Zavallı Aziz Saygıdeğer uzman Zhan Xiao Xiao'nun kıyafetlerinin tamamı yıldırım fırtınası nedeniyle yırtık pırtık parçalara dönüşmüştü. Vücudu kömürleşmiş ve saçları uzun zaman önce yabani bir kuş yuvası gibi dağınık parçalara dönüşmüştü. Bir rüzgârla hepsi küle dönüştü ve uçup gitti...
Ağzını açtığında, siyah bir duman bulutu tükürdü...
Bununla birlikte, o çılgın yıldırım sağanağı altında hayatını koruyabilmek, Zhan Xiao Xiao'nun şansının hiç de fena olmadığı anlamına geliyordu... Tepkilerinde biraz daha yavaş olsaydı, büyük olasılıkla çoktan yanmış bir cesede dönüşmüş olurdu...

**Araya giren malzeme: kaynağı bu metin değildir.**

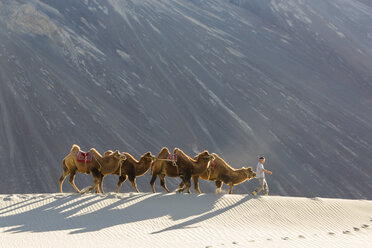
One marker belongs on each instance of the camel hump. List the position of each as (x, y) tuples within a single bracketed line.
[(75, 148), (107, 153), (164, 149), (130, 158)]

Bu nasıl bir yıldırım sıkıntısı böyle?! Aziz Saygıdeğer göksel sıkıntıdan geçerken karşılaştığı yıldırım sıkıntısına benzer bir güce sahip olmak... Neredeyse ruhu yok olacaktı...
Zhan Xiao Xiao yere indi ve şaşkın bir şekilde orada durdu. Vücudundaki Xuan Qi çoktan yarı yarıya tükenmişti... Sadece şu birkaç dakika içinde, iki kez ölümün kıyısından dönmüştü bile... İçini kaplayan korku kalbine yayılırken, vücudundaki tüm tüyler diken diken olmuştu...
Kahretsin, belli ki buraya sadece bir Altın Xuan çocuğunu öldürmek için gelmişti...
Nasıl oldu da böyle büyük bir felaketin içine düştü!
Bu dünyada hâlâ adalet var mıydı?!
Tam bu sırada havada garip bir değişim hissetti ve hemen şiddetle eğildi. Bir şua sesiyle birlikte, göz kamaştırıcı bir kılıç tam da az önce kafasının olduğu yerden uçtu ve neredeyse kafasındaki deriyi vınlayarak geçti. Zhan Xiao Xiao'nun kalbinin derinliklerine ürpertici bir his çöktü...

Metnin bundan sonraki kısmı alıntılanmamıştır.